Un lutteur de sumo japonais est décédé un mois après être tombé sur la tête lors d’un combat dans une affaire qui a soulevé des questions sur la réponse du sport aux urgences médicales.

Le lutteur, de son vrai nom Mitsuki Amano, a été jeté par son adversaire lors d’un combat lors d’un tournoi le 26 mars.

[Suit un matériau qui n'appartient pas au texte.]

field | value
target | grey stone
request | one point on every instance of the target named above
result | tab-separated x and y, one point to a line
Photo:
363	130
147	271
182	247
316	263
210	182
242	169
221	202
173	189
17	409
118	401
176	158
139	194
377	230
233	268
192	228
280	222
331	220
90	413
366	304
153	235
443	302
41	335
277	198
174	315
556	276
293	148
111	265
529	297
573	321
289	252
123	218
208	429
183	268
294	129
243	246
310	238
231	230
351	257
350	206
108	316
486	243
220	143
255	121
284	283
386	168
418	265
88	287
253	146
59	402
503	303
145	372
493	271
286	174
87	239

La vidéo du combat a montré qu’il était tombé dur sur la tête et s’est allongé sur le ventre pendant plusieurs minutes pendant que les responsables du sumo regardaient et attendaient l’arrivée des ambulanciers.

Sur une civière, le lutteur était conscient et a déclaré aux responsables du sumo qu’il sentait que son bas du corps était paralysé, mais que son état s’était amélioré à l’hôpital, a rapporté le journal Nikkan Sports.

L’Association japonaise de sumo a déclaré vendredi qu’on ne savait pas si la mort de Hibikiryu était liée à sa blessure.

Il a déclaré que les détails de la blessure, y compris s’il souffrait de paralysie, ne pouvaient pas être publiés. Il n’y a eu aucun commentaire immédiat de sa famille.

Selon les médias japonais, aucun expert médical n’était prêt à lui donner des soins de premiers soins.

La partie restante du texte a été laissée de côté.